PNG vs JPG vs WebP
A plain comparison of PNG, JPG, and WebP covering transparency, quality, and file size, with clear advice on when to use each format.
On this page
PNG, JPG, and WebP are the three formats you will meet most often when saving images. Each one trades quality, size, and features differently, so the right pick depends on the job.

Quick answer
Use PNG when you need transparency or sharp text and graphics. Use JPG for photos where small file size matters and you do not need a see-through background. Use WebP when you want the best balance, since it offers smaller files than both while supporting transparency and good photo quality.
Typical file size by format, same image
WebP is usually smallest at similar quality. PNG is largest but keeps transparency.
What sets them apart
The key difference is how each format stores data. JPG uses lossy compression, which throws away some detail to shrink the file. PNG is lossless, so it keeps every pixel exactly, which makes it larger but perfect for crisp edges. WebP can do both lossy and lossless, which is why it often wins on flexibility.
Transparency is the other big divider. PNG and WebP can have see-through areas, which is essential for logos, icons, and cutouts. JPG cannot, so any transparent area becomes a solid color, usually white. That single fact decides many format choices on its own.

Side by side comparison
This table sums up the trade-offs at a glance. Most of your choice comes down to transparency and whether the image is a photo or a graphic.
| Feature | PNG | JPG | WebP |
|---|---|---|---|
| Compression | Lossless | Lossy | Both |
| Transparency | Yes | No | Yes |
| Best for | Graphics, text | Photos | Most web images |
| File size | Large | Small | Smallest |
| Wide support | Excellent | Excellent | Very good |
PNG keeps detail at the cost of size. JPG keeps size small at the cost of some detail. WebP tries to give you the best of both, and modern browsers handle it well.
When to use each
Reach for PNG when edges must stay sharp, such as logos, screenshots, icons, and any image with a transparent background. The cutouts in our background removal guide are a perfect case for PNG, since they rely on transparency to drop onto any backdrop.

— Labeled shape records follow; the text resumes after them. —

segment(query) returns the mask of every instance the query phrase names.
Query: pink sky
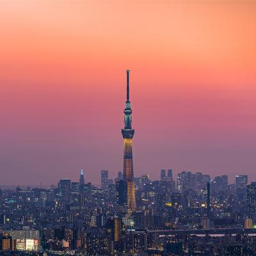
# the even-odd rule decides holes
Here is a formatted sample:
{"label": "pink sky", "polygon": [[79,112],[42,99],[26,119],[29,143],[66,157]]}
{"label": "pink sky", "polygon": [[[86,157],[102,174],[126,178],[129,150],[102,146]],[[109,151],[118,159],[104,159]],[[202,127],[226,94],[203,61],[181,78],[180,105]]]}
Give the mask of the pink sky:
{"label": "pink sky", "polygon": [[135,176],[256,180],[256,3],[224,2],[1,1],[0,185],[115,177],[127,68]]}

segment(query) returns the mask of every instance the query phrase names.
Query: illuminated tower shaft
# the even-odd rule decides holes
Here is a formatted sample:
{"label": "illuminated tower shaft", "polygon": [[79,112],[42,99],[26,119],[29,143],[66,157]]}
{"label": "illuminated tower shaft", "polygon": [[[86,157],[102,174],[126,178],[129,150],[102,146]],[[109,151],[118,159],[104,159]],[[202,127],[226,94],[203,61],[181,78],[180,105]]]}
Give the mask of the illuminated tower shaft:
{"label": "illuminated tower shaft", "polygon": [[129,100],[129,74],[126,70],[127,77],[127,99],[124,113],[124,129],[122,129],[124,138],[124,180],[127,184],[127,206],[132,211],[136,210],[136,199],[134,179],[133,177],[132,164],[132,137],[134,130],[132,129],[132,109]]}

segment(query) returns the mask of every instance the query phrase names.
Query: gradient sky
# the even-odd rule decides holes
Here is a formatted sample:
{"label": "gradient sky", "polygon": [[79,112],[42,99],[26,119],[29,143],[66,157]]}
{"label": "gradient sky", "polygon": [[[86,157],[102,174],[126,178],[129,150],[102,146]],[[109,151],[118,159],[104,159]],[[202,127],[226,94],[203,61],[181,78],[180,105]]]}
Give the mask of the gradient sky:
{"label": "gradient sky", "polygon": [[135,176],[255,180],[255,13],[250,1],[1,1],[0,185],[115,177],[127,68]]}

Reach for JPG for ordinary photos headed to email or older systems, where small size matters and there is no transparency. Reach for WebP for most website images, since it loads faster while looking just as good. If you plan to enlarge an image afterward, our notes on how image upscaling works pair well with choosing a lossless format to start.

Quality and file size
File size affects how fast a page loads, so it is worth managing. JPG and lossy WebP let you choose a quality level, where lower quality means smaller files but more visible flaws like blocky patches. A setting around 80 percent usually balances size and looks well.
PNG has no quality slider in the same way, since it is lossless, so its size depends on the image content. Flat graphics with few colors stay small, while detailed photos can grow large. The shape you save also matters for layout, and our look at the best AI image aspect ratios helps you size an image before you ever export it.
Checklist
- Need transparency? Choose PNG or WebP
- Plain photo for the web? WebP is usually best
- Sharing with an old system? JPG is the safe bet
- Sharp text or logos? Use PNG to keep edges crisp
- Watch file size for anything on a web page
- Set lossy quality near 80 percent as a starting point
- Keep a lossless master if you will edit again
Example
Here is a quick decision recipe for picking a format based on what the image is and where it goes.

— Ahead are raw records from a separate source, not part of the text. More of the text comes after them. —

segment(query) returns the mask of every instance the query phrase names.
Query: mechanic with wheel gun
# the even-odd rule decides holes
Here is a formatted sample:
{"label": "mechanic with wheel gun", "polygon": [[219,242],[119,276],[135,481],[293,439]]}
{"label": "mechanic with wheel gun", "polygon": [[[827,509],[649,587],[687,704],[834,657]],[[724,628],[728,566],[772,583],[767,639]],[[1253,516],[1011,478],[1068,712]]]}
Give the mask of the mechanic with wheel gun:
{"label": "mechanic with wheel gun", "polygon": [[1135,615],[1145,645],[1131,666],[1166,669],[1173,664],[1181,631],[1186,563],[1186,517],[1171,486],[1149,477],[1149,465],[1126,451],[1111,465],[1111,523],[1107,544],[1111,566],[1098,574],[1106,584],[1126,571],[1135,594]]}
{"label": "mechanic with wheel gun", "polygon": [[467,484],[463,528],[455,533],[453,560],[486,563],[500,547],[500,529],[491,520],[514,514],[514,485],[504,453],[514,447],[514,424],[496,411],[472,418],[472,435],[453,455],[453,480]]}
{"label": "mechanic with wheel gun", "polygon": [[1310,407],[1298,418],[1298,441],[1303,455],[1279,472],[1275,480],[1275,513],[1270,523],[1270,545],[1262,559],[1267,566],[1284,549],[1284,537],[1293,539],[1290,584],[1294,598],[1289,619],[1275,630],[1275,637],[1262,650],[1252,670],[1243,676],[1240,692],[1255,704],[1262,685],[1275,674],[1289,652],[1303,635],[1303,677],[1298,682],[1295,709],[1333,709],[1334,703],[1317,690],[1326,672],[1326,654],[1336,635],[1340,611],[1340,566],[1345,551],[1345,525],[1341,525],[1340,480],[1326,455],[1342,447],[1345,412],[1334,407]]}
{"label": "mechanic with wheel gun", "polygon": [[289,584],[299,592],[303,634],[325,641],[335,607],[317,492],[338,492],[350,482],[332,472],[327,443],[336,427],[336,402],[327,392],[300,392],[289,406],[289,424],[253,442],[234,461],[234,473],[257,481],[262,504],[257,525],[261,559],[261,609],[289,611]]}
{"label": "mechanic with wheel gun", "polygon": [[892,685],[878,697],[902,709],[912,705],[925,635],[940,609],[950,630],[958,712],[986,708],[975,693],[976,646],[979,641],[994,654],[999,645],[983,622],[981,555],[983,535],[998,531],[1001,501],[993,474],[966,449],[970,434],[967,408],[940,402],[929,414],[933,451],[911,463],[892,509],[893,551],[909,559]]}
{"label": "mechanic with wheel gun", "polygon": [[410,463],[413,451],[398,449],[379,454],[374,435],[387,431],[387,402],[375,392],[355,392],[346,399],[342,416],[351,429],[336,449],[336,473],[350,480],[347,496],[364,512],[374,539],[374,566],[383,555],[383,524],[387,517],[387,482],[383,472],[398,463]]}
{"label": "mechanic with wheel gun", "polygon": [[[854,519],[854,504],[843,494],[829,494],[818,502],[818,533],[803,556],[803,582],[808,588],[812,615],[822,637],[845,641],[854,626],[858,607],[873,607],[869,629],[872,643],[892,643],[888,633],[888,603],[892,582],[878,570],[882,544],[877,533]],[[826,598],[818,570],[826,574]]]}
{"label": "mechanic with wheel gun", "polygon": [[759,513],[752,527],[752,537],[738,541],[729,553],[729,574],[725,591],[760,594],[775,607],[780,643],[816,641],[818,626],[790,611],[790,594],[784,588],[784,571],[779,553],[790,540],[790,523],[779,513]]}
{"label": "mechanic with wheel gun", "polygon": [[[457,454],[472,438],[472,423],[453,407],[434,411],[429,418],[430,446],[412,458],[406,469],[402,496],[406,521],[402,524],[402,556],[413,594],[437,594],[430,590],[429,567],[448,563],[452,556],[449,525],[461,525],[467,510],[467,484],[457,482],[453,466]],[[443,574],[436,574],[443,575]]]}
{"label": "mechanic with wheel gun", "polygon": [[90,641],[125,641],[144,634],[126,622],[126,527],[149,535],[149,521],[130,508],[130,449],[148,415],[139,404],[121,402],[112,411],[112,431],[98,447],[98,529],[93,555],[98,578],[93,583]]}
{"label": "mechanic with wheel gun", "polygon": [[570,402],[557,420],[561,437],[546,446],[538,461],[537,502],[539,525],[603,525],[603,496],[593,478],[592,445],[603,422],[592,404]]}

Logo with transparent background -> PNG
Product photo for an online store -> WebP, quality 82
Photo emailed to a client on old software -> JPG, quality 85
Screenshot of text or a chart -> PNG
Hero image for a fast-loading blog -> WebP, quality 80
Before: a 4 MB PNG photo that slowed a page down. After: a 400 KB WebP that looks the same to the eye and loads in a blink. The image converter tool switches between all three formats so you can match each image to its job.
FAQ
Which format has the smallest file size?
WebP is usually the smallest for the same quality, often well below JPG and far below PNG. That is why it is a strong default for web images.

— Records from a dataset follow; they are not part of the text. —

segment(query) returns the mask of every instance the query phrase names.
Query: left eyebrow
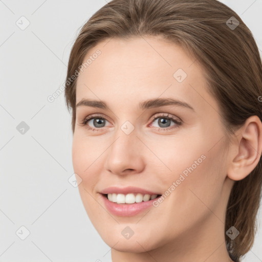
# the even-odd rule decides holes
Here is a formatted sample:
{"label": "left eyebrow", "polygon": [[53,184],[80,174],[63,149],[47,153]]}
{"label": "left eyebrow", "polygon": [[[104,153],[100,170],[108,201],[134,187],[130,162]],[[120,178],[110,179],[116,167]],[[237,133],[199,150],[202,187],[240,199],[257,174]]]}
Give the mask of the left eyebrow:
{"label": "left eyebrow", "polygon": [[[159,107],[165,105],[178,105],[183,106],[195,112],[194,108],[190,104],[184,101],[174,99],[173,98],[155,98],[145,100],[139,103],[139,108],[141,110],[145,110],[150,108]],[[80,102],[77,103],[76,107],[81,106],[90,106],[105,110],[109,110],[109,107],[106,104],[106,103],[103,101],[82,99]]]}

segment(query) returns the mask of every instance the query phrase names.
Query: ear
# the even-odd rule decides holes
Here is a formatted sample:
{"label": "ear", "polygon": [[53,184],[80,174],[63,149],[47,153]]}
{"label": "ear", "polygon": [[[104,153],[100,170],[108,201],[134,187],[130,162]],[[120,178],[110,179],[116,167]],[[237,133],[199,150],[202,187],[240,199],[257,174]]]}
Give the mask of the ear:
{"label": "ear", "polygon": [[230,146],[233,150],[230,151],[227,170],[227,176],[235,181],[241,180],[248,176],[260,159],[262,123],[259,117],[250,117],[244,126],[237,130],[237,139]]}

Is PNG always higher quality than JPG?
PNG is lossless, so it keeps every pixel, but that does not always look better to the eye. For photos, a high-quality JPG or WebP can look identical while taking far less space.
Can WebP replace both PNG and JPG?
In most modern settings, yes. It handles transparency like PNG and compresses photos like JPG. Keep a JPG or PNG copy only when you need to support very old software.
Does converting between formats lose quality?
Converting to a lossy format like JPG or lossy WebP drops some detail each time. Save from a lossless master when you can, and avoid repeated round trips through lossy formats.